Well, I just got fed up with my computer crashing at random times and spent $2,600 on a new one. I probably made some mistakes in there, but it was a long overdue upgrade. (see signature for current computer)
This is what I bought:
HAF-X Case
Seasonic X760 PSU
Intel i7-2600K CPU
ASROCK P67 Extreme4 MB
Crucial C300 128GB SSD
Western Digital Black 2GB HD
12X LG BluRay burner
HIS HD6970 Video Card
Corsair H60 CPU Heatsink
HP ZR24w 24" Monitor
SAITEK Cyborg V5 Keyboard
16GB (4x4GB) G.Skill 1600 DDR3 RAM (1.5V, CAS 9)
Windows 7 Home Premium (64bit)
Trendnet TEW-623PI Wireless N PCI adapter
Trendnet TEW-652BRP Wireless N Router
You had a 2600K and you use a 4200+ now? Eek!!
And I like the 2GB HDD. Circa 1996![]()
Yeah, I currently use a 90nm Manchester 4200+ X2. I bought it in 2007 I think, to upgrade my old 3500+ on my S939 platform. This should be quite the upgrade going from that to a 2600K, and also going from the 3850 to the 6970. I will get the last of the parts on Tuesday, and hopefully will have the system up and running then.
Sweet...pls post some benchmarks once you upgrade, curious to see the performace differences with such a huge upgrade :thumbsup:
Not until Z68. My current machine does all I need.
Pretty much the same type of setup as you and I haven't seen anything yet that blows it away. Maybe a new video card when Skyrim is released at the end of the year. Is there even a current Intel chipset that can handle 24GB of ram and a 6-core processor?
Get a nice case, and throw a HD 5670. With the HW decoding and shader power of a lower-end gaming card (nVidia just doesn't have anything worthwhile under the 450, compared to what AMD offers), it will be quite some time before a Q6600 and 4GB of RAM is not enough for people that aren't power users.
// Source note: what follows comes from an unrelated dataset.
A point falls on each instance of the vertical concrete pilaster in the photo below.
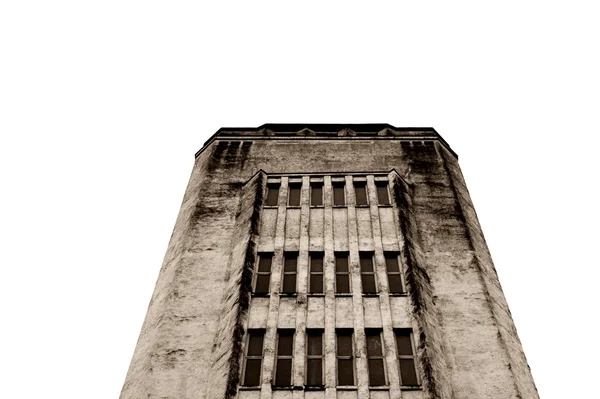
(384, 294)
(329, 260)
(276, 273)
(362, 372)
Overclock it a bit, and it will be every bit as good as the Athlon II X4 635 (I'd call 2.75GHz about even for non-gaming--the caches and superior IPC will help make up for where it lacks just as often as the Athlon II's higher speed and faster RAM access give it an edge).Most important thing is to get my relatives into something that will be a good general box for 3-5 years, maybe longer.
:hmm:
I'm using an Athlon 64 X2 4400+ (2 x 2.3GHz) and I play StarCraft 2...and I'm still having trouble justifying an upgrade :$.
I ended up being forced to upgrade due to hardware trouble, so I picked up a Phenom II x6 1090T CPU and Radeon HD 6870 GPU; I don't know how much benefit I really got from it. Web surfing is a little bit faster (although I also switched to Firefox 4, so there's probably some benefit there), and Starcraft is marginally prettier and a little smoother, but over all I don't feel like I was missing much. I'm wondering if I should have gone with the other build I had spec'd out, which was a 45W CPU and low-profile GPU...
I will say that I'm liking Windows 7 (and Windows Media Center) much more than Ubuntu 10.10 (and MythTV) and Windows XP though.
There is hardly any reason for gamers to upgrade their CPUs today either, and things will probably remain so until developers and publishers start paying the PC market some attention again.if u dont play games or do video encoding, i can't imagine why u'd need more than a dual core CPU? If u bought a C2D and its running @ 3ghz, then that's gonna remain ure comp for the next 4 years. seriously PCs have plateaued. Unless u're a gamer, in which case yes u'll need to upgrade every year or 2 to keep up w/ the games.